Characters of a $C^*$- algebra

Question

By a Character of a commutative unital $C^*$-algebra $A$ means a non zero homomorphism from $A$ to $\mathbb{C}$. Is it true that characters preserves positive elements? Or if $\phi$ is a character and $p$ is a projection, is it true that $\phi(p)=0$ or $1$?

Answer 1

Characters preserve positive elements:

This is true: let $\tau: A \to \Bbb{C}$ be a character. Then it is well-known that $\tau(a^*) = \overline{\tau(a)}$ for all $a \in A$ (theorem 2.1.9 from Murphy's text on $C^*$-algebras). Hence $\tau$ preserves positive elements since $$\tau(a^*a) = \overline{\tau(a)} \tau(a) = |\tau(a)|^2 \geq 0$$ for $a \in A$.

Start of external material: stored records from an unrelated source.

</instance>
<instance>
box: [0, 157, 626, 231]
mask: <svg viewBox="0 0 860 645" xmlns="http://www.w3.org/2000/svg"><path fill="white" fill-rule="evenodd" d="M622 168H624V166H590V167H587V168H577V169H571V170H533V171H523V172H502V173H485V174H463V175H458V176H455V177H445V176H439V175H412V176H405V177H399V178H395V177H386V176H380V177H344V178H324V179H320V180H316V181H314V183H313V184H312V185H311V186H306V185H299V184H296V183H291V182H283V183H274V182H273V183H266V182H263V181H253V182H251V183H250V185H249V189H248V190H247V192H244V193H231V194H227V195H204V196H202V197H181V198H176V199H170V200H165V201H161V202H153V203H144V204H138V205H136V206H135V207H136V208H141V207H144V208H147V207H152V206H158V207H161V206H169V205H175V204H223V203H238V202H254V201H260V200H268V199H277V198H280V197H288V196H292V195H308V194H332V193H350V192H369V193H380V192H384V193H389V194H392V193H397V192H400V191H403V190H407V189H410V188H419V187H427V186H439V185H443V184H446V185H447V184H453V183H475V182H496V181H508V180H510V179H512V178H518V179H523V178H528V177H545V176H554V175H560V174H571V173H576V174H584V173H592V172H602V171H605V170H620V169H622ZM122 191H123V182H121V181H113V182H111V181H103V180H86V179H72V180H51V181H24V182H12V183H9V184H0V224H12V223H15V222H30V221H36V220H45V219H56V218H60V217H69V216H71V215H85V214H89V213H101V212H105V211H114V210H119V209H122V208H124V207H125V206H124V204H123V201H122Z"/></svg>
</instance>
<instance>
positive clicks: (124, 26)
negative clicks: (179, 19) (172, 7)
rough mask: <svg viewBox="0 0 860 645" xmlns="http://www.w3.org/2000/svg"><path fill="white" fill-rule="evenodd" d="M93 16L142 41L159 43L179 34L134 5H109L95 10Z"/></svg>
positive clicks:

The image of a projection under a character is $0$ or $1$:

Also this is true. Let $\tau: A \to \Bbb{C}$ be a character and $p \in A$ a projection, i.e. $p=p^2 = p^*$. Then $$\tau(p) = \tau(p^2) = \tau(p)^2 \implies \tau(p) \in \{0,1\}$$

We did not use the assumption $p=p^*$ for this.